Spain’s Unicaja and Liberbank are holding informal talks about a potential tie-up to create the country’s fifth-biggest lender with over 100 billion euros ($117.13 billion) in total assets, a source with knowledge of the matter said.
“Informal talks between the two lenders are taking place,” the source said, adding that it was too early to say if that would lead to formal negotiations.
Both Liberbank and Unicaja declined to comment on the talks.
A source with knowledge of the matter said that Unicaja has not hired any investment bank to look into this potential deal and that no due diligence process was underway.
Both lenders have said in the past they are open to consolidation.
Earlier on Saturday, Bloomberg reported that Unicaja Banco was closer to a long-mooted takeover of Liberbank.
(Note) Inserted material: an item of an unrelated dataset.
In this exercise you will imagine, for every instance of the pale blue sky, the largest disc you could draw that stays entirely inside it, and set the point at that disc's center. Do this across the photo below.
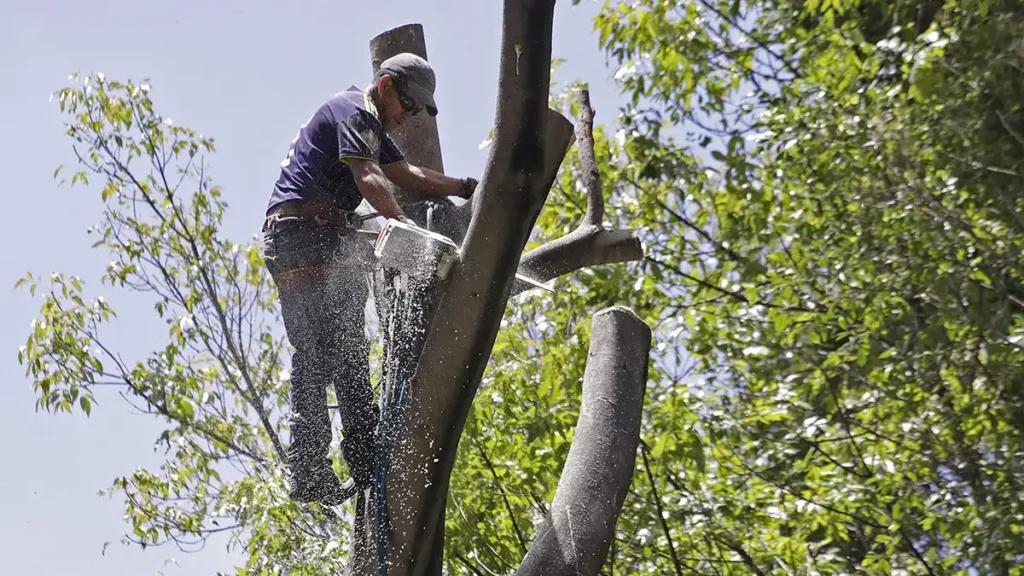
(248, 74)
Last month’s all-share deal between Caixabank and Bankia to create Spain’s biggest domestic lender created expectations of a new wave of mergers and acquisitions among Spanish banks, whose numbers have already fallen to 12 from 55 after the 2008 financial crisis.
Unicaja and Liberbank would have a combined market value of around 1.7 billion euros, according to data from Refinitiv.
Unicaja, with currently 63 billion euros in assets, and Liberbank, with assets of 45.8 billion euros, called off merger talks in May 2019 after the former savings banks failed to agree over a share swap.
European banks are under growing pressure to join forces to deal with rising bad debts and record-low interest rates as they battle the fallout from the COVID-19 pandemic.
More flexibility from the European Central Bank regarding capital requirements could pave the way for more consolidation among banks in Europe.
Italy’s Intesa Sanpaolo bought Unione di Banche Italiane, while Spain’s Sabadell has also held informal talks about a possible tie-up.
A new wave of mergers in Spain could potentially reduce the total number of lenders to about half a dozen, putting the country on a par with Britain, two banking sources and several analysts told Reuters.